Delle Donne, who led the Mystics to their first ever WNBA championship last year, has suffered from Lyme disease for over 10 years and now, because of the league’s decision, faces the same hard choice as millions of other Americans. Namely, whether or not she should risk her health for a paycheck.
Due to the pandemic, the WNBA is playing a shortened 22-game season in a Florida bubble, but that’s still far from totally safe. As has been proven with the recent spate of positive tests around leagues that are returning to play, COVID-19 has a way of worming itself into any environment. In a Twitter thread, Delle Donne said that while she wanted to be with her teammates, her compromised immune system made it risky.
In an essay for the Players’ Tribune published Wednesday, Delle Donne wrote about the exact lengths she’s had to go through to keep herself healthy as she battles Lyme disease.
I take 64 pills a day.
Sixty-four pills: That’s 25 before breakfast, another 20 after breakfast, another 10 before dinner, and another 9 before bed.
I take 64 pills a day, and I feel like it’s slowly killing me. Or if it’s not killing me, directly, then I at least know one thing for sure: It’s really bad for me. Longterm, taking that much medicine on that regular of a regimen is just straight-up bad for you. It’s literally an elaborate trick that you play on yourself — a lie that you tell your body so it keeps thinking everything is fine.
When she applied for the medical exemption, Delle Donne said she submitted detailed reports from her primary care doctor and the Mystics team physician, both attesting to the seriousness of her condition and the potential risk she faces in relation to COVID-19. The WNBA panel denied her request, she says, without even talking to her. In the essay, Delle Donne ripped the WNBA for suggesting that she’s faking any portion of her disease just to get a paycheck.
What I hear in their decision is that I’m a fool for believing my doctor. That I’m faking a disability. That I’m trying to “get out” of work and still collect a paycheck.
I don’t have NBA player money. I don’t have the desire to go to war with the league on this. And I can’t appeal.
Yup….. they caught me.That’s why I played in the finals last year with THREE HERNIATED DISCS IN MY BACK.
That’s why I work out during the seven months a year when we’re not in season, when no one’s watching me, when I’m not collecting my player salary.
That’s why I’ve crammed my 6’5” body into so many coach class flights that I almost forget what it’s like to have legs and feet that aren’t dangerously swollen.
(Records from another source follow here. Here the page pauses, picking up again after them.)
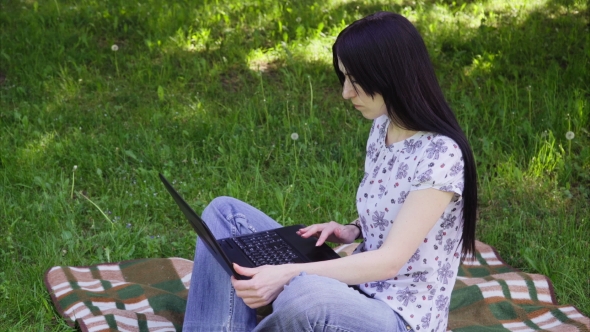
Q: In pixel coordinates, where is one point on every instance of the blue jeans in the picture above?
(307, 303)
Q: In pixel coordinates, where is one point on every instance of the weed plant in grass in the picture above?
(239, 98)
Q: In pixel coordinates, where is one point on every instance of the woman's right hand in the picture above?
(331, 232)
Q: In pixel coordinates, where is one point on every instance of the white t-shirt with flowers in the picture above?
(421, 291)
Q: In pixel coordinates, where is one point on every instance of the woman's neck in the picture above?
(397, 134)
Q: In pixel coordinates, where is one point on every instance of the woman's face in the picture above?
(370, 107)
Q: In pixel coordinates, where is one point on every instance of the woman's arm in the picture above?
(420, 212)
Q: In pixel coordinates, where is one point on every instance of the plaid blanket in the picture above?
(150, 295)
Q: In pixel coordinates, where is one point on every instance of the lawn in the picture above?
(239, 98)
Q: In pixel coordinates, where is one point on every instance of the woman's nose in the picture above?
(348, 90)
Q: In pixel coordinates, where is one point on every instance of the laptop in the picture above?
(272, 247)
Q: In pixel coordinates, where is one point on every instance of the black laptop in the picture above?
(271, 247)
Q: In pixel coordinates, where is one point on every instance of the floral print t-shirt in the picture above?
(421, 291)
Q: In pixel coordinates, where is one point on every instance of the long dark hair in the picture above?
(386, 55)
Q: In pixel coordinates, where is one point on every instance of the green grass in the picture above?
(209, 93)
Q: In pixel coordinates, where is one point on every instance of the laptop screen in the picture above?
(200, 227)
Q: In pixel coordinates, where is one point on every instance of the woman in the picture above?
(416, 205)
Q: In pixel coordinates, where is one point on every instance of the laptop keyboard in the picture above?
(266, 248)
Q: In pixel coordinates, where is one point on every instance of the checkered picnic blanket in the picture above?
(150, 295)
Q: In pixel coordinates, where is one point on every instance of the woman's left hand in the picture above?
(265, 285)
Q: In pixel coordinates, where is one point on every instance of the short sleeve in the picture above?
(441, 167)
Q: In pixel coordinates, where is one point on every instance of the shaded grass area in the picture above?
(209, 93)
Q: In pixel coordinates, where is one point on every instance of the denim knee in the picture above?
(309, 299)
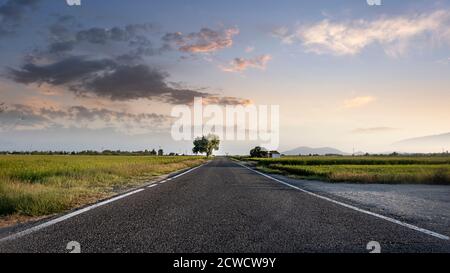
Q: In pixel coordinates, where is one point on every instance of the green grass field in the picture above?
(33, 186)
(371, 169)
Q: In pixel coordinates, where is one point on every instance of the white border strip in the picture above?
(426, 231)
(78, 212)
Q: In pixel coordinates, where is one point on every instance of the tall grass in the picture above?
(44, 185)
(359, 160)
(398, 170)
That’s why I take 64 pills a day.
Because I’m the type of player who makes up a condition to avoid playing basketball.
They figured me out.
According to Delle Donne, she also signed a no appeal clause, which means that the panel decision is final. She still hasn’t said whether or not she plans to play this season, but it is ridiculous that she’s in this position to begin with.
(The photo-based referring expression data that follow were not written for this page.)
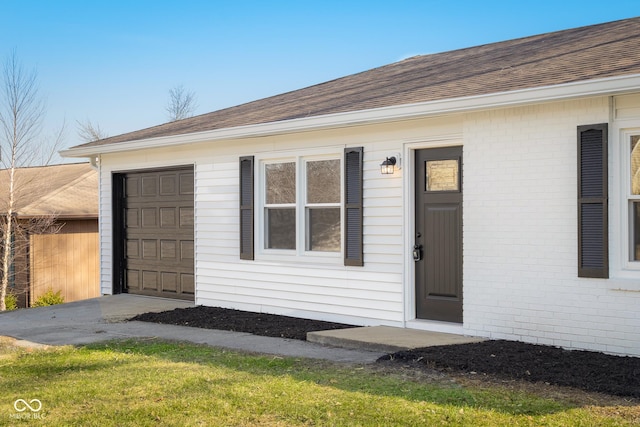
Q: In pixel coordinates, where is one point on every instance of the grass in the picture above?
(152, 382)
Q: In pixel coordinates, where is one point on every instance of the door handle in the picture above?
(417, 252)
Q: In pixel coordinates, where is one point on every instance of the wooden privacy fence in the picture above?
(66, 261)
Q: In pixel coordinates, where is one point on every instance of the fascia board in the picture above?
(608, 86)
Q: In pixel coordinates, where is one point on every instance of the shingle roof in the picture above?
(67, 191)
(598, 51)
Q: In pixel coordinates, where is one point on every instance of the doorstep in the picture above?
(386, 338)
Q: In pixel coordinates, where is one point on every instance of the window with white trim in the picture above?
(302, 205)
(633, 196)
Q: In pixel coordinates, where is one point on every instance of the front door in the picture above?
(438, 241)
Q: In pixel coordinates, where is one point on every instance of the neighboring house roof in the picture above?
(67, 191)
(564, 57)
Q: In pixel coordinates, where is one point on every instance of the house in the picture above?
(56, 238)
(511, 210)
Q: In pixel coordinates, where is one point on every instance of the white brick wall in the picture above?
(520, 234)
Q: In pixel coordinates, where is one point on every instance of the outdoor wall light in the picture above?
(388, 166)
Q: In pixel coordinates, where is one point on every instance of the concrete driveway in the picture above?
(103, 318)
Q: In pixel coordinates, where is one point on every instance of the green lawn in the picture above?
(152, 382)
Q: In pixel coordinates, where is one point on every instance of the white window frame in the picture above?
(300, 254)
(627, 200)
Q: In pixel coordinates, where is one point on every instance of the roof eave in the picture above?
(606, 86)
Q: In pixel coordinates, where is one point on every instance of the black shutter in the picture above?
(593, 240)
(246, 207)
(353, 207)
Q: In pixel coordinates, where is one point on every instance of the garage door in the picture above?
(158, 233)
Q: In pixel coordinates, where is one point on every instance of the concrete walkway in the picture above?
(103, 318)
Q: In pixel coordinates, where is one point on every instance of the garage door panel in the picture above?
(159, 248)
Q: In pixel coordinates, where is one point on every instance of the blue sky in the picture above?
(113, 62)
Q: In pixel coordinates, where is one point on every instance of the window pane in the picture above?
(281, 183)
(324, 229)
(323, 181)
(635, 255)
(635, 164)
(281, 228)
(442, 175)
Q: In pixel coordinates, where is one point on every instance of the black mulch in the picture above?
(269, 325)
(507, 360)
(589, 371)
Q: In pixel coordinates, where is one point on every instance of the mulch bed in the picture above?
(508, 360)
(268, 325)
(511, 360)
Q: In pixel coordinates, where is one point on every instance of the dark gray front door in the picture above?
(158, 256)
(438, 239)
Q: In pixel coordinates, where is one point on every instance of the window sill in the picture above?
(297, 260)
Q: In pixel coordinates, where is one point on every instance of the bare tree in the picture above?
(89, 132)
(22, 111)
(181, 104)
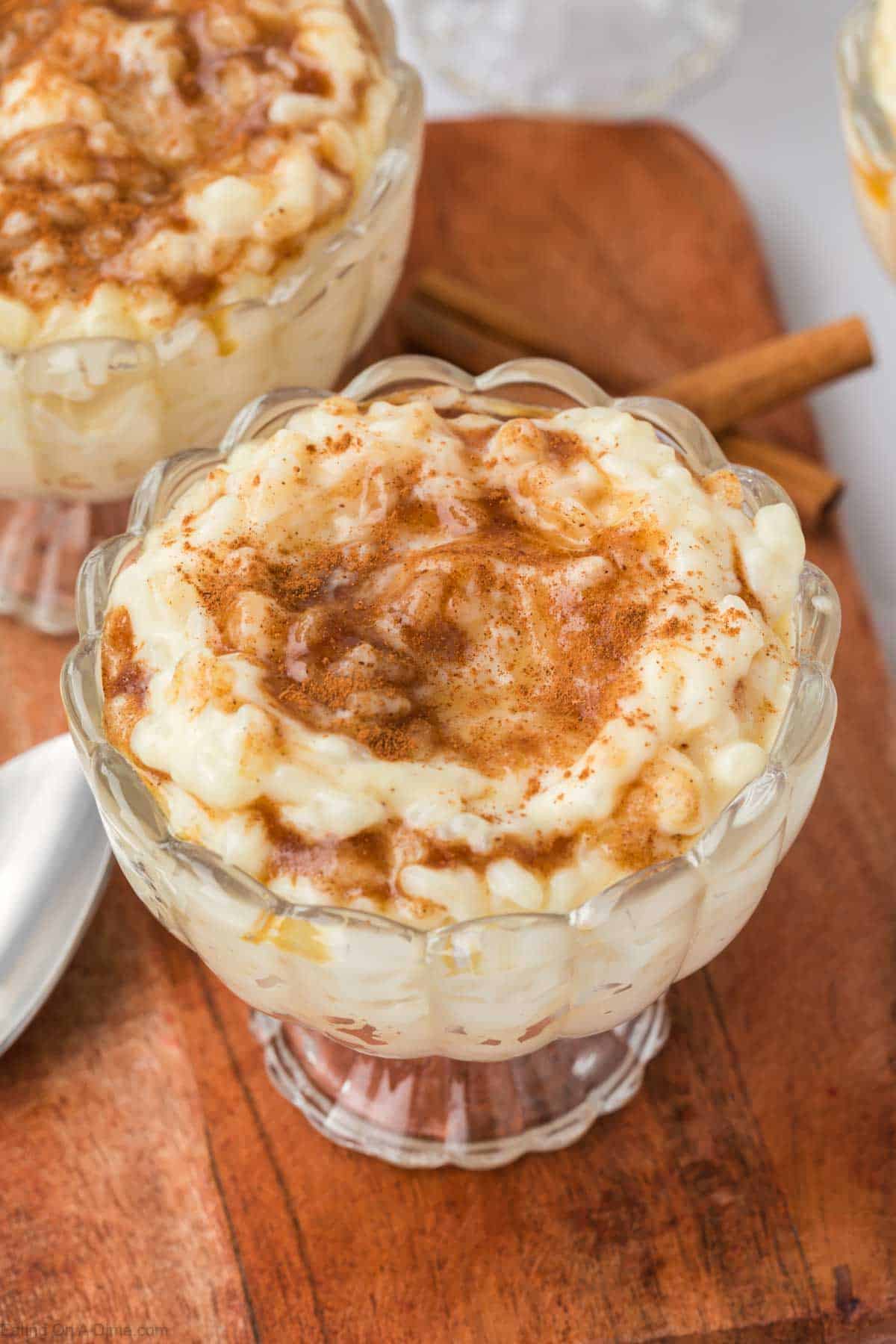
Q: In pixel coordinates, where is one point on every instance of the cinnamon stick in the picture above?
(458, 323)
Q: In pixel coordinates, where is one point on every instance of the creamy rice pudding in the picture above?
(410, 659)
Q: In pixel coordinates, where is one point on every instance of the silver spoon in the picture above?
(54, 860)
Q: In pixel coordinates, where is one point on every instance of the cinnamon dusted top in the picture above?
(167, 151)
(415, 659)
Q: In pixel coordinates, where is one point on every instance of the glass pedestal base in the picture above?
(437, 1112)
(42, 547)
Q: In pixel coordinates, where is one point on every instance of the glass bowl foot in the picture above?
(438, 1112)
(42, 546)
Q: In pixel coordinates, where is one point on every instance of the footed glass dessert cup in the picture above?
(871, 139)
(479, 1042)
(84, 420)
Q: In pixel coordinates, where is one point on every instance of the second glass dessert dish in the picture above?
(452, 732)
(867, 75)
(199, 203)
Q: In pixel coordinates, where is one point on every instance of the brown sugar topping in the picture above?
(127, 105)
(125, 679)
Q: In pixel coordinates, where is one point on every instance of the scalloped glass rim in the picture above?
(868, 120)
(388, 174)
(806, 724)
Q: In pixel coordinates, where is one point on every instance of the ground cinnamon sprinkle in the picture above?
(125, 679)
(499, 626)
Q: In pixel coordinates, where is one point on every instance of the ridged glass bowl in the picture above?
(871, 139)
(84, 420)
(481, 1041)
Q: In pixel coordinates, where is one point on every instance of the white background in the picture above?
(771, 116)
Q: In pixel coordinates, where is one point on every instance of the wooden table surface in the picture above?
(152, 1179)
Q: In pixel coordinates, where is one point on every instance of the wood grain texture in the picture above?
(151, 1172)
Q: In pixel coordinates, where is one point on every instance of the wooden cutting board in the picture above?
(151, 1176)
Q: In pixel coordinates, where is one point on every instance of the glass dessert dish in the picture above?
(869, 134)
(476, 1042)
(529, 55)
(85, 418)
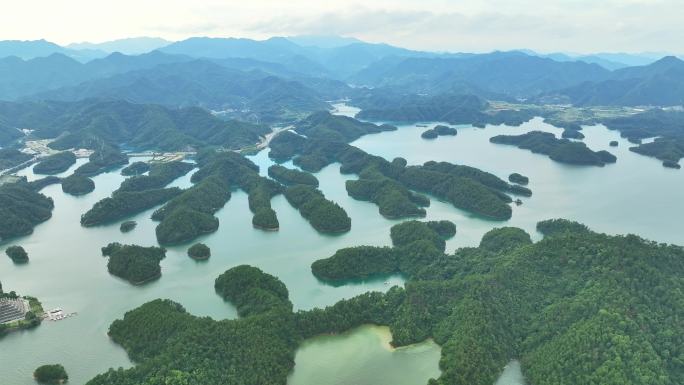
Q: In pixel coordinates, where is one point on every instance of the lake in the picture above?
(66, 269)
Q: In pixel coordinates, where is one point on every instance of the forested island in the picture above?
(439, 130)
(55, 164)
(560, 150)
(125, 204)
(10, 157)
(288, 176)
(415, 245)
(51, 374)
(324, 215)
(136, 264)
(21, 209)
(135, 168)
(507, 298)
(160, 174)
(17, 254)
(199, 252)
(77, 185)
(518, 179)
(465, 187)
(127, 226)
(103, 159)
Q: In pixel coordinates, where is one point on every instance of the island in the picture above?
(128, 226)
(125, 204)
(21, 209)
(439, 130)
(51, 374)
(17, 254)
(55, 164)
(11, 157)
(135, 168)
(77, 185)
(324, 215)
(101, 160)
(518, 179)
(669, 150)
(290, 177)
(199, 252)
(560, 150)
(159, 176)
(136, 264)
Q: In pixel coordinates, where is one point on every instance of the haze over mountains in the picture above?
(283, 79)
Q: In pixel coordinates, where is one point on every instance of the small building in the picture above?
(12, 310)
(56, 314)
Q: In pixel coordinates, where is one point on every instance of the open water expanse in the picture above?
(66, 269)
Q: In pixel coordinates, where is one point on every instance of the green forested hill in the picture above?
(577, 307)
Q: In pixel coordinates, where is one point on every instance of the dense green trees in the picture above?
(17, 254)
(159, 176)
(10, 157)
(191, 213)
(128, 226)
(560, 150)
(439, 130)
(136, 264)
(324, 215)
(199, 251)
(124, 204)
(51, 374)
(518, 179)
(55, 164)
(416, 245)
(252, 291)
(77, 185)
(135, 168)
(21, 209)
(288, 176)
(103, 159)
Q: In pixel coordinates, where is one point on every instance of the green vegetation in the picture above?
(17, 254)
(51, 374)
(159, 176)
(560, 150)
(103, 159)
(10, 158)
(124, 204)
(547, 303)
(199, 251)
(55, 164)
(136, 264)
(77, 185)
(324, 215)
(191, 213)
(39, 184)
(439, 130)
(288, 176)
(21, 209)
(135, 168)
(416, 245)
(668, 150)
(572, 134)
(252, 291)
(518, 179)
(128, 226)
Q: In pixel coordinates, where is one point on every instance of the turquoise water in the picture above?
(66, 269)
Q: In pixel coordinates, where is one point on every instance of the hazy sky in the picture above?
(453, 25)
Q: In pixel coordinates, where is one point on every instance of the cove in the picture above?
(363, 356)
As our own Michelle Martinelli pointed out earlier this week, the CDC doesn’t include Lyme disease as one of the medical conditions that increases the risk of adverse COVID-19 symptoms, which might be why the WNBA panel of doctors differ so greatly from Delle Donne’s personal physician.
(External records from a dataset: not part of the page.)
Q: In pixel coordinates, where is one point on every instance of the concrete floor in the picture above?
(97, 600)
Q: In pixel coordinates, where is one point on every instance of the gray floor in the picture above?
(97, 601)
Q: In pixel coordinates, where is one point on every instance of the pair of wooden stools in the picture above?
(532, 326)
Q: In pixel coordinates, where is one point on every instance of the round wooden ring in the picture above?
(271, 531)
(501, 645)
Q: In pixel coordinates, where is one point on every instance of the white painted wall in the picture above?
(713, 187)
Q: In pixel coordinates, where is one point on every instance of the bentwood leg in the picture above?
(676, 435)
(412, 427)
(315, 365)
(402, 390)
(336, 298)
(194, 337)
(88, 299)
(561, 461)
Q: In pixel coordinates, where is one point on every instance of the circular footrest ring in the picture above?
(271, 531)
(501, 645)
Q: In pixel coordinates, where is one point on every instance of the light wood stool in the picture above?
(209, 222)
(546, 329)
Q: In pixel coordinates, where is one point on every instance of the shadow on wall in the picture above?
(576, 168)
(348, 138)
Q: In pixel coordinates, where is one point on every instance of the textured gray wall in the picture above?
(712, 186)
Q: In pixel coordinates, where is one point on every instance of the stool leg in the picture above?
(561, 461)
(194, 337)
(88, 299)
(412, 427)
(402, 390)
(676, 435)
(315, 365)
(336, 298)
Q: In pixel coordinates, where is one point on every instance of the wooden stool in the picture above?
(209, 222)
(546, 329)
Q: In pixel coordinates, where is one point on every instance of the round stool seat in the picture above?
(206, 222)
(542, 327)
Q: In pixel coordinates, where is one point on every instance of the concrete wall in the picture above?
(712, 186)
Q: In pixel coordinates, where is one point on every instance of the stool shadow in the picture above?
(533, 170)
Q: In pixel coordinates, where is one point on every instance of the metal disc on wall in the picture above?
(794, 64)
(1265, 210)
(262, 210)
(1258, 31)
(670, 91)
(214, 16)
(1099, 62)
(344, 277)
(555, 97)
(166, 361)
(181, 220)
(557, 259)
Still, the underlying point here is that we don’t know much about coronavirus nor that much about Lyme disease, leaving far too much risk on the table.
As Delle Donne said, she is facing a choice that millions of other Americans are also facing when it comes to the pandemic, trying to decide between financial stability and her overall health. It’s an untenable situation, one that no one should be in.